Text Summarization

This script utilizes a large language model (LLM) to generate a concise summary of input text provided in a JSON file. It processes the input, interacts with the LLM via a utility function, and saves the resulting summary along with metadata to an output JSON file.

Purpose¶

The primary goal of this script is to automate the process of text summarization. It takes a potentially long text input and produces a shorter, coherent summary that captures the main points.

Usage¶

To run the script, use the following command in your terminal:

python summary.py <input_json> [output_json]

<input_json>: (Required) Path to the input JSON file containing the text to be summarized and configuration.
[output_json]: (Optional) Path where the output JSON file containing the summary and metadata should be saved.
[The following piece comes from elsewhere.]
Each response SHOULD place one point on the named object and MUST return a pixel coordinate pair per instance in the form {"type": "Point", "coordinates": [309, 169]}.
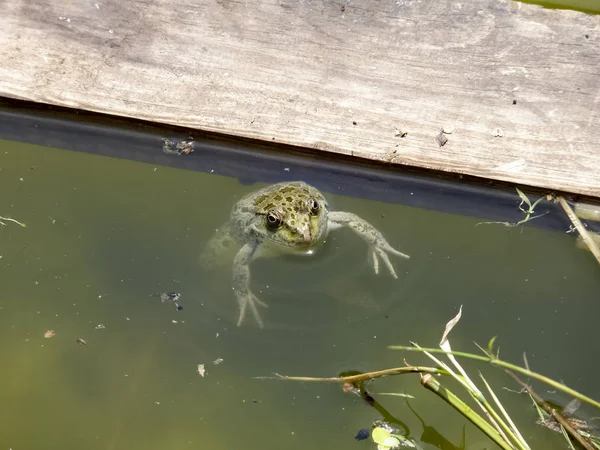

If not provided, a default path is generated based on the script name and a UUID.

The script uses the handle_command_args utility function to parse these command-line arguments.

Input Files¶

The script expects an input JSON file with the following structure:

input_text: (Required) A list of strings. These strings will be joined together to form the full text to be summarized.
model: (Required) The identifier for the LLM to be used (e.g., “gemma3”).
parameters: (Optional) A dictionary of parameters to pass to the LLM during the chat interaction (e.g., temperature, top_p). Defaults to an empty dictionary if not provided.
max_length: (Optional) An integer specifying a desired maximum length for the summary. Note: While this value is read from the input, it is not currently used in the prompt sent to the LLM. Defaults to 200 if not provided.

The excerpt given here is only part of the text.